Alguns anos depois, Michael, agora um estudante de Direito, assiste ao julgamento de várias mulheres alemãs, elementos das SS, acusadas de serem responsáveis pela morte de centenas de mulheres judias durante um incêndio numa igreja. Entre as mulheres no banco dos réus está... Hanna Schmitz. Michael não conta a ninguém que conhece aquela mulher. E durante anos esconde esse segredo até que, em 1995, finalmente conta a sua história à autora do livro que levou à condenação de Hanna, para lhe entregar um legado da mulher que amou tantos anos antes.

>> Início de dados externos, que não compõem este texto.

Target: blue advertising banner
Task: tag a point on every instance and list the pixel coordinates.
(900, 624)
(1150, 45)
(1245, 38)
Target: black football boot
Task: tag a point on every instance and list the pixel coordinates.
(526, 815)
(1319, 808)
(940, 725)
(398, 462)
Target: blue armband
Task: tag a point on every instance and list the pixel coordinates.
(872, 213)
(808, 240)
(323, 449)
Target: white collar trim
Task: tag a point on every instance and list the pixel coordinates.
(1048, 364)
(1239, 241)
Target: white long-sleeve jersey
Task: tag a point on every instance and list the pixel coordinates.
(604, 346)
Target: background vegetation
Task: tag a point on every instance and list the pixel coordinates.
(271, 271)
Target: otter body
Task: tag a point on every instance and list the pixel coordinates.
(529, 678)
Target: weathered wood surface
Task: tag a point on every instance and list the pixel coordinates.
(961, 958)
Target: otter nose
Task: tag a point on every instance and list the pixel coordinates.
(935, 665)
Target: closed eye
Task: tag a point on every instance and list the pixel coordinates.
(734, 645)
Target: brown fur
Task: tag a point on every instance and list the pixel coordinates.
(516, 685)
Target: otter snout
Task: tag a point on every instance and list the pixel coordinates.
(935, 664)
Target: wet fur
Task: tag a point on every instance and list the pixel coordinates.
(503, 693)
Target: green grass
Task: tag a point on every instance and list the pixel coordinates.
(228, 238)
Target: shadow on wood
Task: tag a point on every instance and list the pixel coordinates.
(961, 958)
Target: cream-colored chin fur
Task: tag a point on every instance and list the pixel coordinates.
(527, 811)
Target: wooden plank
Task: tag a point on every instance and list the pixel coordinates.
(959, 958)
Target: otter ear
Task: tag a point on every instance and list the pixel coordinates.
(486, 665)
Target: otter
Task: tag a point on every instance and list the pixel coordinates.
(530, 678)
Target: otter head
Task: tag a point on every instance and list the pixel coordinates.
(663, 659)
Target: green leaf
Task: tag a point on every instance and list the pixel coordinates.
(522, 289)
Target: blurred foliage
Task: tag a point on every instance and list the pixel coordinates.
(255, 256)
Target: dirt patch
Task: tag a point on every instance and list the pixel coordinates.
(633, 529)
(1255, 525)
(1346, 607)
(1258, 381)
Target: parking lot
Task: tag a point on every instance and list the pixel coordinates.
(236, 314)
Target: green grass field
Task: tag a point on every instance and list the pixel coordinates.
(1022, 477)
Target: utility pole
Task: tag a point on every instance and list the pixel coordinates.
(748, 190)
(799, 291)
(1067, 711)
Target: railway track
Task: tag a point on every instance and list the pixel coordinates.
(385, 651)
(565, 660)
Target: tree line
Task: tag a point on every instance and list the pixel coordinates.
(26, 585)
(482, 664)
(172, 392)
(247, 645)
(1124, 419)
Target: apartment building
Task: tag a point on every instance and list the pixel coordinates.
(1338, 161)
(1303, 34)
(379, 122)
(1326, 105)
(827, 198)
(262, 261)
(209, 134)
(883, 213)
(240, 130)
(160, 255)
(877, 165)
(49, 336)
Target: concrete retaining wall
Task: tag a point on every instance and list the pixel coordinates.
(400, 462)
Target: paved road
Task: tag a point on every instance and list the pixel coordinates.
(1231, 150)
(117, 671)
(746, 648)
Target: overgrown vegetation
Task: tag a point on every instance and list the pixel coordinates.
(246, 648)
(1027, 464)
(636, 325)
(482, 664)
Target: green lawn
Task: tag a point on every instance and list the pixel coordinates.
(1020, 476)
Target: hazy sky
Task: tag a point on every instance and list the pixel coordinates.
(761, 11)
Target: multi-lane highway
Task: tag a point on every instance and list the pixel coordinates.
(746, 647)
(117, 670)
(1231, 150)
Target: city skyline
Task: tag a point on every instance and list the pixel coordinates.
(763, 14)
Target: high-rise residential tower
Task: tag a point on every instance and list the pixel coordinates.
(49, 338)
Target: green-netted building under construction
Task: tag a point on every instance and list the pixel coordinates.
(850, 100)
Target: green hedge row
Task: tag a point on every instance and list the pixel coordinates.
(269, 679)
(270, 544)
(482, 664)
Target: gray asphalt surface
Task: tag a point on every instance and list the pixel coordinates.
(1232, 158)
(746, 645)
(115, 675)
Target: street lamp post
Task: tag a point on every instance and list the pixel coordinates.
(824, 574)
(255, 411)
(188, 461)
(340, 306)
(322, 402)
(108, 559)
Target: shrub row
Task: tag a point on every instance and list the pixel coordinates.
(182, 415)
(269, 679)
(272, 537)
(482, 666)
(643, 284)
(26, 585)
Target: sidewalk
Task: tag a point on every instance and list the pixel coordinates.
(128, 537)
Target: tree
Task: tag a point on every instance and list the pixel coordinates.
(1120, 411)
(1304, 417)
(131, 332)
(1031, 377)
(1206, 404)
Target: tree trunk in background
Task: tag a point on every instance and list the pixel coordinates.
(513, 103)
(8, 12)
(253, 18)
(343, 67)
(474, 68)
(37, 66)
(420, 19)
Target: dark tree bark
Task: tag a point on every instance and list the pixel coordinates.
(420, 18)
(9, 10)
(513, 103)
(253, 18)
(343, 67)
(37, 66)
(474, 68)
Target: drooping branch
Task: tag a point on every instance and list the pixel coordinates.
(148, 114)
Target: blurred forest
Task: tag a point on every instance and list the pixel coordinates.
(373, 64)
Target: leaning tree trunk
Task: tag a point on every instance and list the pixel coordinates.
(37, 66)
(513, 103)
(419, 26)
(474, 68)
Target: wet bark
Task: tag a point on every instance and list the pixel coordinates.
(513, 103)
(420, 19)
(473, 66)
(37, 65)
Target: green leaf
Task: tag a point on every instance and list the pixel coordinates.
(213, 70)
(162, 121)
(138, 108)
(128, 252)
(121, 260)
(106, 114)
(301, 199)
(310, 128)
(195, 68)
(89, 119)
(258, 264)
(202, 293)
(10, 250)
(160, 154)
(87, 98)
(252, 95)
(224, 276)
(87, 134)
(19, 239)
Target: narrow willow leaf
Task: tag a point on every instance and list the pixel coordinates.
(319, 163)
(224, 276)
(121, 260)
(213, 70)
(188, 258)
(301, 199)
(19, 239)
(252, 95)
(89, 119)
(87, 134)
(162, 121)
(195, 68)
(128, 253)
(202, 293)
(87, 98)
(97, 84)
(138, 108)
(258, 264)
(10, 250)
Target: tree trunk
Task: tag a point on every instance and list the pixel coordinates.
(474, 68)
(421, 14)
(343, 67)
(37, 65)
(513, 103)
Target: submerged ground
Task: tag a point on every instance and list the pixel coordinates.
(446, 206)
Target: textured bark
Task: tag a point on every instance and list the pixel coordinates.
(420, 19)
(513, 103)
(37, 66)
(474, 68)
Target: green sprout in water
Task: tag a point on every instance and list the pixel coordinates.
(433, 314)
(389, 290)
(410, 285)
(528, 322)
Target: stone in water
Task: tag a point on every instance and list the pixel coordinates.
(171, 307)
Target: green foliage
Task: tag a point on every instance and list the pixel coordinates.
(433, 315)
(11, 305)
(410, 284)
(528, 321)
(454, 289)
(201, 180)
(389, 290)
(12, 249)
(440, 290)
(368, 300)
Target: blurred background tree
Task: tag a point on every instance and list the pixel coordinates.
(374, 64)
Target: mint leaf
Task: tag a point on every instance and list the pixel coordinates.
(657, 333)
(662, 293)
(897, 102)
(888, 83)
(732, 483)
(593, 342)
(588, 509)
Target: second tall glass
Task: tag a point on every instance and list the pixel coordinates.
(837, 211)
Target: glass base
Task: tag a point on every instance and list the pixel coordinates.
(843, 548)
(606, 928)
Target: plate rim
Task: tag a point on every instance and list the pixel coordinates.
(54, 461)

The Reader parte de um romance de Bernhard Schlink. Um livro e um filme sobre segredos e sobre a procura de identidade de uma Alemanha no pós-guerra. Mas mais do que um livro e um filme sobre o Holocausto, esta é uma história sobre uma geração que procura expiar, quem sabe compreender, os actos da geração anterior. Para contar esta história, o realizador Stephen Daldry volta a utilizar as elipses e as trocas temporais, mas o que funcionava em The Hours, aqui revela-se acessório. Enquanto via o filme, só pensava em como o livro devia ser fantástico. Como debaixo de todo aquele artifício estava uma excelente ideia. A procura da expiação, a metáfora do analfabetismo, aquela pergunta a certa altura "What would you have done?", a culpa. Essas ideias estão no filme, mas a mensagem fica enfraquecida pelas escolhas do realizador. Porque o filme de Daldry, arrebatador nos primeiros momentos, acaba por se perder no seu próprio trocadilho cronológico chegando ao final, quando a catarse devia tomar lugar, já sem qualquer força.